Overexpression of PTEN may increase the effect of pemetrexed on A549 cells via inhibition of the PI3K/AKT/mTOR pathway and carbohydrate metabolism.

Abstract

Lung cancer is one of the leading causes of tumor-associated mortality, and >75% of patients with lung cancer have non-small cell lung cancer (NSCLC). Pemetrexed, a folate antagonist, is a first-line chemotherapy drug for NSCLC that is administered alone or in combination with cisplatin. The present study established in vitro cell models of PTEN inhibition and overexpression, and the effects of the treatment with pemetrexed were investigated in these cell models. Result from the present study demonstrated that treatment with pemetrexed suppressed lung cancer cell proliferation, inhibited mRNA and protein expression levels of anti-apoptotic Bcl2, and increased the mRNA and the protein expression levels of pro-apoptotic p53 and apoptosis regulator BAX. The present study suggested that pemetrexed regulated apoptosis via the inhibition of the mTOR/PI3K/AKT signaling pathway.

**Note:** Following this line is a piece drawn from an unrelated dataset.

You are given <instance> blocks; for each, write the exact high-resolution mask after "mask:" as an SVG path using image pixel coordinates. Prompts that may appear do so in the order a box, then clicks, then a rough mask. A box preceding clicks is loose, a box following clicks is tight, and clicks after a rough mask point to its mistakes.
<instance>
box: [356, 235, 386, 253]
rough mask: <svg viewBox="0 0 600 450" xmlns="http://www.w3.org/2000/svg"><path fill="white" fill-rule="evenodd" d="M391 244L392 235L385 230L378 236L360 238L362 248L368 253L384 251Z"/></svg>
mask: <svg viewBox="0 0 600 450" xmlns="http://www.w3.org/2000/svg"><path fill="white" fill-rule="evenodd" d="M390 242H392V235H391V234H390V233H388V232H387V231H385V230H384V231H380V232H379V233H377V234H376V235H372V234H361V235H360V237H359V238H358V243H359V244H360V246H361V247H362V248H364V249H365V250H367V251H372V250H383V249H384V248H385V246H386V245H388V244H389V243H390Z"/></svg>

Additionally, cellular processes associated with the aerobic oxidation of carbohydrates were identified to be significantly inhibited. The present findings suggested that treatment with pemetrexed may exhibit synergistic effects with PTEN on lung cancer cells via the inhibition of the PI3K/AKT/mTOR signaling pathway and through carbohydrate metabolism, and treatment with pemetrexed combined with PTEN overexpression may represent a novel therapeutic strategy for the treatment of NSCLC.